# Output sharpening for lustre paper



## Replytoken (May 13, 2013)

For the life of me, I can never remember what the better output sharpening choice is when printing on lustre paper.  Is it glossy or matte?

--Ken


----------



## clee01l (May 13, 2013)

Replytoken said:


> For the life of me, I can never remember what the better output sharpening choice is when printing on lustre paper.  Is it glossy or matte?
> 
> --Ken


Lustre is another name for Semi-gloss.  Of course semi gloss is also semi matte.   I would use the glossy setting. But then I hardly ever use anything other than matte paper.


----------



## Replytoken (May 13, 2013)

Cletus,

The next thing I know, you are going to tell me that there is no difference between partly sunny and partly cloudy days up here in the Northwest! 

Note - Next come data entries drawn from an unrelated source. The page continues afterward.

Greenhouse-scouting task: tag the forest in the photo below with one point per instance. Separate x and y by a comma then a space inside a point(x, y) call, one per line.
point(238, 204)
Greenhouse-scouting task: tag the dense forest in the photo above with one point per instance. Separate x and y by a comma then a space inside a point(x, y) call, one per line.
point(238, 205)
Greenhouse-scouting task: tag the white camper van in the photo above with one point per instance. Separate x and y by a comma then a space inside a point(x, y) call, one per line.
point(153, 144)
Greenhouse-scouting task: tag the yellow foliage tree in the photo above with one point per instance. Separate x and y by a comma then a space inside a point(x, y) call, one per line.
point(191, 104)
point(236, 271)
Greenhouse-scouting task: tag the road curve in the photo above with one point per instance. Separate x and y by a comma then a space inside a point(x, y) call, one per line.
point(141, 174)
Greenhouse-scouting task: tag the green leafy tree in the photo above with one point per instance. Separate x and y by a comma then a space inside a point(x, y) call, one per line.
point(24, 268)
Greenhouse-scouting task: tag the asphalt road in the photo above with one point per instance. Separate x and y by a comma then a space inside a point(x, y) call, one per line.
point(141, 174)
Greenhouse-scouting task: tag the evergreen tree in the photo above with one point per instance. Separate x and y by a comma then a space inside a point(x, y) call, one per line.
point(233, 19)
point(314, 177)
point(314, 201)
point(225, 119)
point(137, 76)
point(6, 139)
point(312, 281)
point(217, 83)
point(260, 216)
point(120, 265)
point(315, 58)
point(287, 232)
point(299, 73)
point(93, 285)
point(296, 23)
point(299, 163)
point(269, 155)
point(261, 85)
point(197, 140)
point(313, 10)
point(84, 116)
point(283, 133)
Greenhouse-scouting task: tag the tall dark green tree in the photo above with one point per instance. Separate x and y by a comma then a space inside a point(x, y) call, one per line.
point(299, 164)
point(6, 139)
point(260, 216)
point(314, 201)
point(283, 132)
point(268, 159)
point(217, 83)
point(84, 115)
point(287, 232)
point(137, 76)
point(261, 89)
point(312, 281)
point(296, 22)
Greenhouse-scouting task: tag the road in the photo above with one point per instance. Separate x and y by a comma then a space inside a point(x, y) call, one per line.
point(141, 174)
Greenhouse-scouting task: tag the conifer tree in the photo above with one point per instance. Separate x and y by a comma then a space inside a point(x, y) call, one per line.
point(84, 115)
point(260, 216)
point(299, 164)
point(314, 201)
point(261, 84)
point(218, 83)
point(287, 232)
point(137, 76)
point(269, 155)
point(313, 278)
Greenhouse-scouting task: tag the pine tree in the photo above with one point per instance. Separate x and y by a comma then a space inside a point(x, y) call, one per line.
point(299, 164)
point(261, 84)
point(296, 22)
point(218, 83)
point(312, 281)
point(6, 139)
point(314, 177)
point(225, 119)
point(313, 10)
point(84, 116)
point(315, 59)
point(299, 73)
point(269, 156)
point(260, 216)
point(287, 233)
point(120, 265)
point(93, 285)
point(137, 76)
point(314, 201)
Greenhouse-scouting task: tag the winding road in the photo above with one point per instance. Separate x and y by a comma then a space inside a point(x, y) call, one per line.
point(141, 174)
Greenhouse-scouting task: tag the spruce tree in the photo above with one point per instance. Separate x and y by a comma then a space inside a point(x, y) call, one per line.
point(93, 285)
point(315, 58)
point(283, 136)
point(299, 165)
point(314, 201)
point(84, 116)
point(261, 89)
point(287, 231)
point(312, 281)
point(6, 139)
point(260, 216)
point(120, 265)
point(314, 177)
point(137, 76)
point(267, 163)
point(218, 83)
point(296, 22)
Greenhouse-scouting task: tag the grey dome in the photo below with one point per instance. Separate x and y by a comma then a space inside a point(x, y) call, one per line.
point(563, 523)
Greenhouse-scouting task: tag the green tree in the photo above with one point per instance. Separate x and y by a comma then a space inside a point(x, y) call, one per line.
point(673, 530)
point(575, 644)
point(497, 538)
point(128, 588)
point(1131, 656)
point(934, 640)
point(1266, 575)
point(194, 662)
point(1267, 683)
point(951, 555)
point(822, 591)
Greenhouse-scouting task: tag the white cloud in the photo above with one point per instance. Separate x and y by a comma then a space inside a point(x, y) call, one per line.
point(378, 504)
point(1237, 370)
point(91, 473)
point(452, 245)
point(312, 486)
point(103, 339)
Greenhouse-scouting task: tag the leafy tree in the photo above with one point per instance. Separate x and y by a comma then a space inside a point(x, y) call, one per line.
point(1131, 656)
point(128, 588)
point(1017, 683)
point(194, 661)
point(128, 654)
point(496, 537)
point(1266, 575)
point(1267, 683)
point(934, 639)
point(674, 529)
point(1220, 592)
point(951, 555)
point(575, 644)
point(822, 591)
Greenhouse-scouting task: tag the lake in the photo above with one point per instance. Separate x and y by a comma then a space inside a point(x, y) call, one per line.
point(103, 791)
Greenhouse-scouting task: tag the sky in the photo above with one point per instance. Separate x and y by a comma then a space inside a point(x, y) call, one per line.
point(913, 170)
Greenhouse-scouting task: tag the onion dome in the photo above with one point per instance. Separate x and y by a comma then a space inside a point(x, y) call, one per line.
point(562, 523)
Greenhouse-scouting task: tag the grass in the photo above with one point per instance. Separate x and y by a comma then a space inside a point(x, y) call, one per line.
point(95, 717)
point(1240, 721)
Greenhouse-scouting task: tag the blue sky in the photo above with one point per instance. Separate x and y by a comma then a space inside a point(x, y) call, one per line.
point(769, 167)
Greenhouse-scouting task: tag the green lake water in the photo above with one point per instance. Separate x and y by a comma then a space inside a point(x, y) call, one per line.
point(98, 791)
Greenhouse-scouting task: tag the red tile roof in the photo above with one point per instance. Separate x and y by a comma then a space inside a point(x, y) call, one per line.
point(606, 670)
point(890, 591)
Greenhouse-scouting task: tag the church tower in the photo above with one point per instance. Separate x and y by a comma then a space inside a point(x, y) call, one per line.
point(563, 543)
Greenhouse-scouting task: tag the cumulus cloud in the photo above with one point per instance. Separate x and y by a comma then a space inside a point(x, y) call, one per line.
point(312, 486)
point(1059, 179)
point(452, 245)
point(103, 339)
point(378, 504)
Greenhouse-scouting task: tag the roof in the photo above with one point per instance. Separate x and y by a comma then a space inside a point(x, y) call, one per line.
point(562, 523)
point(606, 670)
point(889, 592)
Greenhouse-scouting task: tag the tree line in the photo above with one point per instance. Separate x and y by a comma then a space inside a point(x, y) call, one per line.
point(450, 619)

Yes, the same thought went through my mind.  IIRC, a long time ago somebody advised to use Glossy if in doubt.  I think the implication was that sharpening for Matte was more aggressive than for Glossy, but I could be totally mistaken.

--Ken


----------



## Replytoken (May 13, 2013)

Well, I had a minute to chat with the printer.  He considers his lustre paper to be more in the glossy family, and recommended using the Glossy setting.

--Ken


----------



## RikkFlohr (May 14, 2013)

Glossy is used with any paper that has any type of coating. Matte is used otherwise. Lustre is coated stock.


----------



## Replytoken (May 14, 2013)

RikkFlohr said:


> Glossy is used with any paper that has any type of coating. Matte is used otherwise. Lustre is coated stock.



Thanks, Rikk.  This is good to know for the future.

--Ken


----------